配本を見直すことで雑誌の売上を上げる方法

昨今、雑誌の売上はどの書店でも厳しいことでしょう。
スマホの普及により、多くの人の可処分時間の使い方は、雑誌やテレビからスマホへと移っていきました。

その結果、全国的に雑誌の売上は右肩下がりの傾向が続く一方です。

かく言う私も、書店の店長をしていた時は、雑誌カテゴリの売上を切り捨てて考えていた時期がありました。「来月はそもそも雑誌でこれだけ負けるから、このカテゴリでこれだけ取り返して、このカテゴリでこんな取り組みをして」などと、雑誌はある意味、売上が落ちる前提で店舗運営をしていました。
雑誌を頑張って上げるよりも、別のカテゴリの方が取り組みに対する結果が出やすいと思い、雑誌売上向上に対する優先順位は低かったのです。

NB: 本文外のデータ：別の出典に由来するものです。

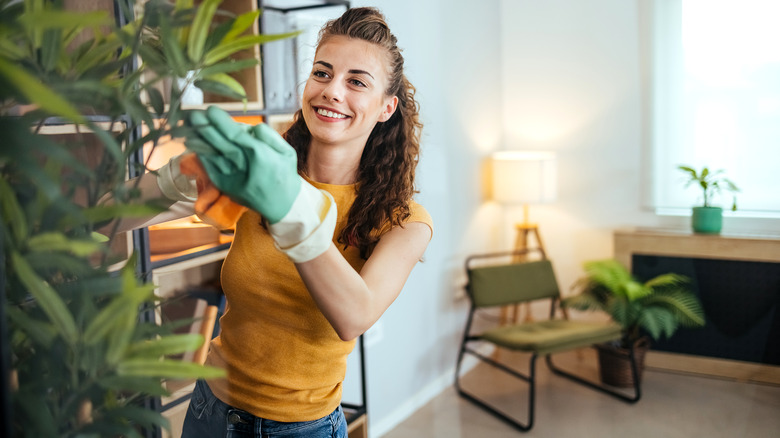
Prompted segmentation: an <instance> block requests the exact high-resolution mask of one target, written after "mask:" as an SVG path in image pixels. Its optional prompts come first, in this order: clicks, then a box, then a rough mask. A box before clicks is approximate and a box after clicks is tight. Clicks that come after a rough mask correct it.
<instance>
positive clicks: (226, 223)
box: [179, 154, 247, 229]
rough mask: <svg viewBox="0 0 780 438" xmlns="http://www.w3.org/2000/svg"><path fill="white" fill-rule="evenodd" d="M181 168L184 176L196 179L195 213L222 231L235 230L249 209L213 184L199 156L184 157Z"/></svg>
mask: <svg viewBox="0 0 780 438" xmlns="http://www.w3.org/2000/svg"><path fill="white" fill-rule="evenodd" d="M179 168H180V170H181V173H182V174H183V175H190V176H194V177H195V181H196V184H197V187H198V199H197V200H196V201H195V213H197V214H198V216H199V217H200V218H201V219H203V222H206V223H208V224H210V225H213V226H215V227H217V228H220V229H227V228H233V227H234V226H235V225H236V222H238V218H239V217H241V215H242V214H243V213H244V212H245V211H246V210H247V208H246V207H244V206H243V205H241V204H237V203H236V202H234V201H233V200H232V199H230V198H229V197H228V196H227V195H225V194H224V193H222V192H221V191H219V189H218V188H217V187H216V186H215V185H214V184H212V183H211V180H210V179H209V175H208V173H206V169H204V168H203V164H201V162H200V160H199V159H198V156H197V155H195V154H187V155H185V156H183V157H182V159H181V161H180V162H179Z"/></svg>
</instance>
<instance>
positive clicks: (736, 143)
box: [648, 0, 780, 218]
mask: <svg viewBox="0 0 780 438" xmlns="http://www.w3.org/2000/svg"><path fill="white" fill-rule="evenodd" d="M651 10H652V14H651V20H650V25H649V29H650V30H651V33H652V37H651V39H650V41H651V47H652V49H651V58H652V59H651V63H650V65H651V70H650V78H651V79H650V84H651V90H650V92H649V97H650V102H651V104H650V107H651V108H652V109H651V111H649V116H650V120H649V125H648V126H649V134H650V136H649V145H650V148H649V152H650V153H649V155H648V158H649V159H650V160H651V162H652V166H651V170H650V173H651V175H650V177H651V179H652V194H650V197H651V201H650V204H651V205H652V207H654V208H655V209H656V211H659V212H662V211H669V209H689V208H690V207H691V206H694V205H698V204H701V201H702V199H701V193H700V192H701V190H697V188H696V187H689V188H687V189H683V181H684V176H683V174H682V173H681V172H680V171H679V170H677V166H678V165H680V164H686V165H690V166H692V167H694V168H697V169H700V168H702V167H703V166H707V167H709V168H710V170H717V169H722V170H723V171H724V175H725V176H726V177H727V178H729V179H731V180H732V181H733V182H734V183H735V184H736V185H737V186H739V188H740V189H741V191H740V193H738V194H737V204H738V207H739V211H738V212H737V215H740V216H748V217H774V218H780V178H778V177H776V176H775V174H776V172H777V171H778V167H779V166H780V49H778V47H780V46H778V44H780V27H778V26H777V25H776V24H777V23H776V22H777V18H778V17H780V2H777V1H771V0H654V1H653V2H652V8H651ZM715 204H716V205H720V206H722V207H724V209H726V210H727V209H728V207H730V206H731V196H730V195H729V194H728V193H724V194H722V195H721V199H719V200H716V203H715ZM679 211H682V210H679Z"/></svg>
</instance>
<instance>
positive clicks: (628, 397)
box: [455, 249, 642, 432]
mask: <svg viewBox="0 0 780 438" xmlns="http://www.w3.org/2000/svg"><path fill="white" fill-rule="evenodd" d="M529 252H531V250H527V249H526V250H520V251H507V252H500V253H491V254H478V255H473V256H470V257H468V258H467V259H466V263H465V266H466V272H468V271H469V269H471V263H472V262H473V261H474V260H477V259H484V258H492V257H500V256H524V255H526V254H528V253H529ZM466 291H467V295H468V296H469V300H470V301H471V308H470V310H469V314H468V318H467V321H466V328H465V330H464V332H463V340H462V342H461V345H460V351H459V352H458V361H457V364H456V366H455V389H456V391H457V392H458V394H459V395H460V396H461V397H463V398H465V399H466V400H468V401H470V402H471V403H474V404H475V405H477V406H479V407H480V408H482V409H484V410H485V411H487V412H489V413H490V414H492V415H494V416H495V417H497V418H499V419H501V420H503V421H505V422H506V423H508V424H510V425H511V426H513V427H514V428H516V429H518V430H520V431H522V432H526V431H529V430H530V429H531V428H532V427H533V425H534V405H535V398H536V397H535V394H536V359H537V358H538V357H539V355H538V354H537V353H535V352H532V353H531V357H530V359H529V363H528V373H527V374H526V373H523V372H520V371H518V370H516V369H514V368H510V367H509V366H507V365H506V364H504V363H501V362H499V361H497V360H495V359H493V358H491V357H489V356H486V355H484V354H482V353H480V352H479V351H477V350H475V349H473V348H471V347H469V343H471V342H485V341H483V339H482V338H481V337H480V336H479V335H472V334H471V326H472V323H473V321H474V313H475V312H476V310H477V309H478V307H477V306H476V305H475V304H474V300H473V297H472V295H471V291H470V289H469V285H468V284H467V285H466ZM559 300H560V297H558V298H554V299H553V300H552V303H551V308H550V318H554V317H555V311H556V307H557V306H556V305H557V304H558V302H559ZM497 348H498V347H497ZM466 354H470V355H472V356H474V357H476V358H477V359H479V360H481V361H482V362H485V363H487V364H489V365H491V366H492V367H494V368H496V369H498V370H501V371H503V372H505V373H507V374H509V375H512V376H514V377H516V378H518V379H520V380H522V381H525V382H526V383H527V384H528V412H527V414H526V420H525V422H523V421H522V420H519V419H517V418H513V417H511V416H510V415H508V414H506V413H504V412H502V411H500V410H499V409H497V408H495V407H493V406H491V405H490V404H489V403H488V402H487V401H485V400H483V399H481V398H479V397H478V396H476V395H474V393H473V392H468V391H466V390H465V389H464V388H463V387H462V385H461V383H460V377H461V365H462V362H463V359H464V357H465V355H466ZM543 356H544V357H545V362H546V364H547V367H548V368H549V369H550V371H552V372H553V374H555V375H558V376H561V377H564V378H566V379H569V380H571V381H573V382H575V383H579V384H581V385H583V386H585V387H588V388H591V389H594V390H596V391H598V392H601V393H603V394H607V395H609V396H612V397H615V398H617V399H619V400H622V401H624V402H626V403H632V404H633V403H636V402H638V401H639V399H640V398H641V396H642V391H641V382H640V380H639V370H638V366H637V362H636V355H635V352H634V346H633V345H632V346H631V347H630V348H629V352H628V359H629V361H630V364H631V374H632V377H633V387H632V390H633V391H632V392H631V393H629V392H628V391H621V390H618V389H616V388H613V387H611V386H608V385H605V384H601V383H597V382H594V381H591V380H587V379H585V378H583V377H580V376H578V375H576V374H574V373H572V372H570V371H566V370H564V369H562V368H560V367H558V366H556V365H555V364H554V363H553V360H552V354H549V353H548V354H544V355H543Z"/></svg>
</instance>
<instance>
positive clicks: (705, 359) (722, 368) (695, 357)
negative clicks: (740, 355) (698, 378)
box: [645, 350, 780, 385]
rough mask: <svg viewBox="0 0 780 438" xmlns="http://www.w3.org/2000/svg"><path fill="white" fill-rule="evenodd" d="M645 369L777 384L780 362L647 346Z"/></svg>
mask: <svg viewBox="0 0 780 438" xmlns="http://www.w3.org/2000/svg"><path fill="white" fill-rule="evenodd" d="M645 365H646V366H647V368H648V369H657V370H664V371H675V372H681V373H688V374H698V375H706V376H712V377H722V378H727V379H734V380H738V381H742V382H751V383H769V384H772V385H780V366H777V365H768V364H759V363H752V362H743V361H737V360H730V359H719V358H712V357H704V356H693V355H687V354H679V353H668V352H663V351H654V350H650V351H649V352H648V353H647V357H646V359H645Z"/></svg>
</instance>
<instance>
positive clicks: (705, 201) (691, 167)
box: [677, 165, 739, 234]
mask: <svg viewBox="0 0 780 438" xmlns="http://www.w3.org/2000/svg"><path fill="white" fill-rule="evenodd" d="M677 168H678V169H679V170H680V171H682V172H684V173H685V175H686V176H687V177H688V181H687V182H686V183H685V187H688V186H690V185H691V184H694V183H695V184H696V185H698V186H699V187H701V189H702V192H703V195H704V204H703V205H701V206H698V207H693V214H692V216H691V226H692V228H693V231H694V232H696V233H703V234H718V233H720V230H721V228H722V227H723V209H722V208H721V207H716V206H713V205H712V204H711V203H712V200H713V198H714V197H715V195H717V194H718V193H720V191H721V190H728V191H730V192H732V193H736V192H738V191H739V188H737V186H736V185H735V184H734V183H733V182H731V180H729V179H728V178H725V177H723V170H716V171H714V172H710V170H709V169H708V168H707V167H704V168H702V170H701V172H697V171H696V169H694V168H692V167H690V166H682V165H681V166H678V167H677ZM736 210H737V197H736V196H734V198H733V200H732V203H731V211H736Z"/></svg>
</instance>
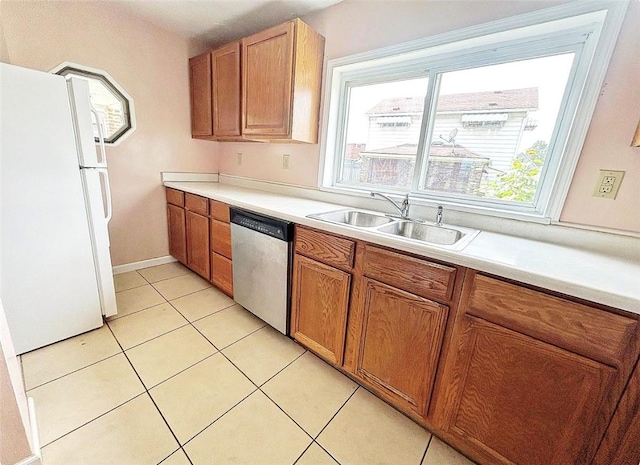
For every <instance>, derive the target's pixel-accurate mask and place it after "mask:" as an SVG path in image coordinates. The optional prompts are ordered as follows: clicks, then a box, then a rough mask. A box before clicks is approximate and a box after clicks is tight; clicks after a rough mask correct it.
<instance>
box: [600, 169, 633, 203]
mask: <svg viewBox="0 0 640 465" xmlns="http://www.w3.org/2000/svg"><path fill="white" fill-rule="evenodd" d="M624 173H625V172H624V171H611V170H600V175H599V176H598V182H597V183H596V188H595V190H594V192H593V196H594V197H602V198H604V199H615V198H616V195H618V189H619V188H620V184H621V183H622V178H624Z"/></svg>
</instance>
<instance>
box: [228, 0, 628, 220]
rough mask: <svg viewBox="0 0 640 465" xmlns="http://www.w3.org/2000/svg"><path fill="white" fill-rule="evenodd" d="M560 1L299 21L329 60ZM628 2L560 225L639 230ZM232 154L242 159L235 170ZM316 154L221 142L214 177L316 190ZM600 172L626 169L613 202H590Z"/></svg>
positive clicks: (326, 10) (352, 1)
mask: <svg viewBox="0 0 640 465" xmlns="http://www.w3.org/2000/svg"><path fill="white" fill-rule="evenodd" d="M558 3H563V2H562V1H556V2H551V1H538V2H535V1H455V2H449V1H401V2H397V1H389V0H385V1H366V2H365V1H358V0H346V1H345V2H343V3H341V4H338V5H335V6H333V7H330V8H328V9H326V10H323V11H320V12H317V13H314V14H311V15H309V16H306V17H305V18H303V19H304V20H305V21H307V22H308V23H309V24H310V25H312V26H313V27H314V28H316V29H317V30H318V31H319V32H320V33H321V34H323V35H324V36H325V38H326V53H325V55H326V58H327V59H332V58H337V57H342V56H345V55H350V54H353V53H358V52H363V51H367V50H371V49H375V48H379V47H384V46H388V45H393V44H397V43H401V42H404V41H408V40H412V39H418V38H421V37H427V36H431V35H434V34H438V33H442V32H446V31H451V30H454V29H459V28H463V27H467V26H472V25H474V24H480V23H483V22H487V21H492V20H496V19H500V18H505V17H509V16H513V15H517V14H522V13H526V12H529V11H534V10H537V9H541V8H546V7H549V6H553V5H555V4H558ZM631 3H632V5H631V7H630V8H629V11H628V13H627V17H626V20H625V23H624V26H623V30H622V33H621V35H620V39H619V42H618V45H617V47H616V50H615V54H614V56H613V59H612V62H611V66H610V68H609V72H608V74H607V79H606V83H605V87H604V92H603V94H602V96H601V97H600V100H599V102H598V106H597V108H596V112H595V114H594V118H593V122H592V124H591V127H590V130H589V134H588V137H587V140H586V142H585V147H584V150H583V153H582V156H581V158H580V164H579V166H578V169H577V171H576V174H575V177H574V180H573V184H572V186H571V191H570V193H569V197H568V199H567V202H566V206H565V208H564V211H563V214H562V221H565V222H572V223H578V224H583V225H590V226H597V227H610V228H613V229H619V230H626V231H634V232H640V202H638V201H637V199H638V198H640V187H639V186H640V149H638V148H631V147H630V145H631V139H632V137H633V134H634V131H635V128H636V126H637V124H638V120H639V119H640V60H639V58H638V50H639V49H640V28H638V27H637V25H638V24H640V3H639V2H631ZM356 18H357V20H356ZM237 152H242V153H243V164H242V165H240V166H239V165H238V164H237V163H236V160H237V155H236V154H237ZM319 152H320V149H319V146H318V145H311V146H309V145H292V144H291V145H283V144H250V143H241V144H240V143H235V144H230V143H223V144H220V149H219V153H220V162H219V163H220V165H219V166H220V172H221V173H225V174H232V175H237V176H247V177H251V178H258V179H264V180H270V181H278V182H289V183H292V184H298V185H301V186H309V187H315V186H316V185H317V176H318V161H319ZM284 153H288V154H290V155H291V159H290V165H291V168H290V169H289V170H284V169H282V154H284ZM599 168H603V169H622V170H626V171H627V173H626V177H625V179H624V183H623V184H622V187H621V189H620V192H619V195H618V198H617V199H616V200H615V201H611V200H606V199H599V198H595V197H592V193H593V188H594V186H595V182H596V179H597V175H598V169H599Z"/></svg>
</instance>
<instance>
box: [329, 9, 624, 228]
mask: <svg viewBox="0 0 640 465" xmlns="http://www.w3.org/2000/svg"><path fill="white" fill-rule="evenodd" d="M581 8H582V11H577V12H576V10H579V9H581ZM591 8H593V7H591ZM616 8H617V7H616V6H615V5H612V6H611V7H610V9H609V10H606V9H601V10H596V11H585V10H584V5H582V6H581V5H575V4H571V5H569V6H568V7H567V6H564V7H559V8H554V9H549V10H543V13H540V12H537V13H534V14H530V15H524V16H521V17H517V18H511V19H508V20H503V21H499V22H496V23H491V24H489V25H482V26H478V27H477V28H475V29H474V28H471V29H467V30H463V31H454V32H452V33H449V34H445V35H443V36H437V37H435V38H428V39H425V40H423V41H418V42H413V43H409V44H401V45H400V46H395V47H392V48H391V49H390V50H387V49H383V50H380V51H374V52H371V53H369V54H365V55H366V56H363V55H360V56H356V57H346V58H344V59H338V60H333V61H332V62H330V63H329V79H330V83H329V84H328V86H329V87H328V92H329V98H328V100H329V107H328V108H329V109H328V112H327V117H326V118H327V125H326V126H327V130H326V131H325V139H324V143H325V145H324V150H323V152H324V166H323V167H322V168H323V170H324V171H323V173H322V175H321V176H322V181H321V182H322V187H323V188H325V189H329V190H336V189H337V190H343V191H344V190H349V191H350V192H352V193H358V192H361V191H364V192H369V191H374V190H375V191H382V192H387V193H390V194H394V193H395V194H400V195H404V194H406V193H411V194H412V197H413V198H414V202H416V201H417V202H420V201H423V202H424V203H425V204H428V203H435V202H437V203H438V204H442V203H445V204H449V205H451V206H454V207H455V206H457V207H459V208H461V209H466V210H469V209H471V210H482V211H483V212H490V213H492V214H496V215H498V216H502V215H505V214H506V215H507V216H513V215H514V214H515V215H516V216H518V215H520V216H526V217H528V218H530V219H533V220H535V219H536V218H537V220H538V221H549V220H550V219H554V217H556V216H558V215H559V210H558V203H559V202H558V198H560V197H562V200H563V195H566V191H565V192H564V193H563V192H562V191H563V187H564V189H565V190H566V189H567V188H568V180H570V178H571V176H572V174H573V169H574V168H575V164H576V163H577V158H578V156H579V150H580V148H581V145H582V142H583V140H584V135H585V132H586V128H587V127H588V121H589V120H590V118H591V114H592V112H593V107H594V105H595V98H596V97H597V93H598V90H599V87H600V85H601V83H602V80H603V78H604V70H606V63H607V60H608V56H609V55H610V53H611V50H605V47H604V45H602V44H603V43H605V44H606V43H608V42H611V40H610V38H611V36H613V38H614V40H613V42H615V37H616V35H617V31H618V30H619V24H617V29H616V25H615V24H612V23H614V22H615V21H614V19H616V18H617V20H618V22H619V23H621V18H622V17H624V9H622V13H620V11H618V12H617V16H616V14H613V13H612V12H611V11H612V9H613V10H615V9H616ZM569 13H571V14H569ZM577 13H579V14H577ZM614 13H615V11H614ZM612 17H614V18H613V19H611V18H612ZM607 21H609V23H607ZM516 26H517V27H516ZM492 29H493V31H492V32H491V33H486V34H484V35H478V31H479V30H483V31H489V30H492ZM453 38H456V39H457V40H452V39H453ZM605 39H607V40H605ZM603 60H604V66H603ZM596 62H597V63H596ZM598 65H600V66H601V68H604V70H603V69H598V68H597V67H598ZM554 208H555V210H556V211H554ZM555 219H557V218H555Z"/></svg>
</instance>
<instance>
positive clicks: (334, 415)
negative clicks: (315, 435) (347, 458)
mask: <svg viewBox="0 0 640 465" xmlns="http://www.w3.org/2000/svg"><path fill="white" fill-rule="evenodd" d="M361 387H362V386H360V385H359V384H358V387H357V388H355V389H354V390H353V392H352V393H351V395H349V397H347V400H345V401H344V402H343V403H342V405H341V406H340V408H339V409H338V410H337V411H336V413H334V414H333V416H332V417H331V418H330V419H329V421H328V422H327V424H326V425H324V426H323V427H322V429H321V430H320V432H319V433H318V434H316V437H315V438H313V440H314V441H317V439H318V438H319V437H320V435H321V434H322V432H323V431H324V430H325V429H327V426H329V425H330V424H331V422H332V421H333V420H334V419H335V418H336V416H338V413H340V410H342V409H343V408H344V406H345V405H347V402H349V401H350V400H351V398H352V397H353V396H354V395H355V393H356V392H358V389H360V388H361ZM318 445H320V443H318ZM323 449H324V447H323ZM329 455H331V454H329ZM332 457H333V456H332ZM336 462H337V460H336Z"/></svg>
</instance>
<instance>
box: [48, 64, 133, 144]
mask: <svg viewBox="0 0 640 465" xmlns="http://www.w3.org/2000/svg"><path fill="white" fill-rule="evenodd" d="M51 72H52V73H55V74H59V75H61V76H69V75H71V76H76V77H79V78H82V79H86V80H87V81H88V82H89V96H90V99H91V104H92V105H93V107H94V108H95V109H96V110H97V111H98V113H99V114H100V116H101V117H102V120H103V122H104V127H105V134H104V142H105V144H111V145H117V144H119V143H120V142H121V141H122V140H123V139H125V138H126V136H128V135H129V134H131V133H132V132H133V131H134V130H135V118H134V111H133V99H132V98H131V96H130V95H129V94H128V93H127V91H125V90H124V89H123V88H122V86H120V85H119V84H118V83H117V82H116V81H115V79H113V77H111V76H110V75H109V73H107V72H105V71H102V70H98V69H93V68H89V67H86V66H82V65H77V64H75V63H68V62H65V63H62V64H61V65H59V66H57V67H56V68H54V69H53V70H52V71H51ZM95 135H96V141H97V127H96V128H95Z"/></svg>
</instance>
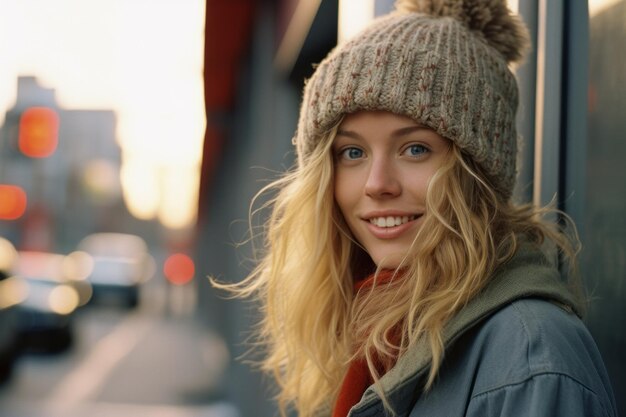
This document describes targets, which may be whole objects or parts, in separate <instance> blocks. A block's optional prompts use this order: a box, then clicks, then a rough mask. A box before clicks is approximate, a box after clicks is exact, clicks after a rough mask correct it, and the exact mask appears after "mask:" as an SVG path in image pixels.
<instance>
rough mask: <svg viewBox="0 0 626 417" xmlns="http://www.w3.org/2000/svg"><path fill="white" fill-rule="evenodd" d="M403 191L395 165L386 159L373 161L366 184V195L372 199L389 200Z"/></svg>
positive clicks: (375, 160) (396, 195) (398, 194)
mask: <svg viewBox="0 0 626 417" xmlns="http://www.w3.org/2000/svg"><path fill="white" fill-rule="evenodd" d="M401 191H402V187H401V183H400V181H399V178H397V174H396V170H395V169H394V167H393V164H392V163H391V162H390V161H387V160H384V159H380V160H373V161H372V163H371V165H370V169H369V173H368V177H367V182H366V183H365V193H366V194H367V195H368V196H370V197H372V198H389V197H395V196H398V195H400V193H401Z"/></svg>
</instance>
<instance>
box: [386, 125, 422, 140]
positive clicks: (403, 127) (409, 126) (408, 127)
mask: <svg viewBox="0 0 626 417" xmlns="http://www.w3.org/2000/svg"><path fill="white" fill-rule="evenodd" d="M420 130H431V129H430V128H429V127H427V126H424V125H413V126H407V127H402V128H400V129H397V130H394V131H393V132H392V133H391V136H392V137H400V136H406V135H410V134H411V133H413V132H417V131H420Z"/></svg>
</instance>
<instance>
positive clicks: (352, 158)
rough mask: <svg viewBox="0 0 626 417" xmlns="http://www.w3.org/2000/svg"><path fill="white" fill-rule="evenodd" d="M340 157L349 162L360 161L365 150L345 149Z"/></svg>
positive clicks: (349, 148)
mask: <svg viewBox="0 0 626 417" xmlns="http://www.w3.org/2000/svg"><path fill="white" fill-rule="evenodd" d="M339 156H341V157H342V158H343V159H348V160H353V159H359V158H363V150H361V149H359V148H345V149H343V150H342V151H341V152H340V154H339Z"/></svg>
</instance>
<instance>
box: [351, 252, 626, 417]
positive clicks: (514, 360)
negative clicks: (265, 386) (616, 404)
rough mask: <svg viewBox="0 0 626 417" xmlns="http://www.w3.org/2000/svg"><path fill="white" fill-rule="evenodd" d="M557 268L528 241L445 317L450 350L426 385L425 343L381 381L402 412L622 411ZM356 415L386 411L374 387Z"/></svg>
mask: <svg viewBox="0 0 626 417" xmlns="http://www.w3.org/2000/svg"><path fill="white" fill-rule="evenodd" d="M573 311H577V309H576V303H575V302H574V301H573V299H572V297H571V296H570V293H569V292H568V291H567V290H566V288H565V287H564V285H563V284H562V282H561V279H560V276H559V273H558V271H557V270H556V269H555V268H553V267H552V266H550V265H549V263H548V262H547V260H546V259H545V257H544V256H543V255H542V254H541V252H539V251H538V250H533V249H531V247H530V246H529V245H526V246H524V247H522V248H521V249H520V251H518V253H517V255H516V256H515V257H514V258H513V259H512V260H511V261H510V262H508V263H507V264H506V265H505V266H503V267H502V268H500V270H499V271H498V272H496V274H495V275H494V277H493V279H492V281H491V282H490V284H489V286H488V287H487V288H486V289H485V291H483V292H482V293H481V294H480V295H479V296H477V297H476V298H475V299H473V300H472V301H471V302H470V303H469V304H468V305H467V306H466V307H465V308H464V309H463V310H461V311H460V312H459V313H458V314H457V315H456V316H455V317H454V318H453V319H452V320H451V321H450V322H449V323H448V325H447V327H446V328H445V331H444V337H445V346H446V351H445V357H444V360H443V363H442V366H441V368H440V372H439V375H438V377H437V380H436V382H435V384H434V385H433V387H432V388H431V389H430V391H428V392H423V390H422V387H423V385H424V382H425V380H426V377H427V375H428V370H429V367H428V364H429V361H430V354H429V351H428V348H427V346H426V344H425V343H421V344H420V343H418V344H416V345H415V346H414V347H413V348H412V349H410V350H409V351H408V352H407V353H405V354H404V355H403V356H402V357H400V359H399V360H398V363H397V364H396V366H395V367H394V368H392V369H391V370H390V371H389V372H388V373H387V374H386V375H385V376H384V377H383V378H382V379H381V381H380V383H381V386H382V387H383V388H384V390H385V392H386V395H387V398H388V399H389V401H390V404H391V405H392V407H393V409H394V410H395V411H396V413H397V415H398V416H399V417H407V416H409V417H424V416H427V417H437V416H445V417H454V416H471V417H492V416H507V417H509V416H529V417H530V416H532V417H544V416H545V417H548V416H550V417H555V416H556V417H559V416H562V417H579V416H580V417H582V416H586V417H589V416H593V417H595V416H611V417H616V416H617V411H616V405H615V399H614V397H613V392H612V389H611V385H610V382H609V379H608V376H607V373H606V370H605V367H604V364H603V362H602V359H601V357H600V354H599V352H598V349H597V347H596V345H595V343H594V341H593V339H592V337H591V335H590V334H589V332H588V331H587V329H586V328H585V326H584V325H583V323H582V322H581V320H580V319H579V318H578V316H577V315H576V314H574V313H573ZM349 415H350V416H351V417H366V416H367V417H369V416H383V415H387V414H385V412H384V408H383V405H382V401H381V399H380V397H379V395H378V394H377V393H376V390H375V389H374V387H373V386H372V387H370V388H368V390H367V391H366V392H365V394H364V395H363V397H362V399H361V401H360V402H359V403H358V404H357V405H355V406H354V407H353V408H352V410H351V412H350V414H349Z"/></svg>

この優先順位の考え方はある意味正しいのかもしれませんが、書店の売上全体において、雑誌カテゴリの売上は多くを占めます。その雑誌カテゴリが売上が落ちているのですから、お店の売上全体に与えるインパクトは大きいです。

そこで今回は、雑誌を商品目線で見直し売上を上げる方法を紹介します。


雑誌カテゴリが売上全体に占める割合


まずは、雑誌カテゴリの大切さを、もう一度再確認します。

あなたのお店で、雑誌の売上はいくらですか?またそれは、売上全体の何パーセント程度を占めていますか?

自店舗の数字を把握する上でもとても大切なことなので、すぐに分からない書店員の方は必ず計算をしてみてください。ここでやるのとやらないのでは、数字が理解できるようになるかどうかの分かれ道ですよ。

ここでは全国平均で話を進めます。この雑誌カテゴリの売上構成比というのは、売場規模によって変わってきます。
60坪未満の小さな店舗では約38%程度、400坪以上の大型店では約18%程度となっています。
規模関係なく書店全ての総合を平均すると、約28%程が売上全体の中で雑誌が占める割合となります。

当然ですが、この28%というのは、全カテゴリの中で一番大きなウェイトを占めています。
ですから、そこが下がるというのは、お店の売上全体に対し大きなインパクトを与えてしまう結果になります。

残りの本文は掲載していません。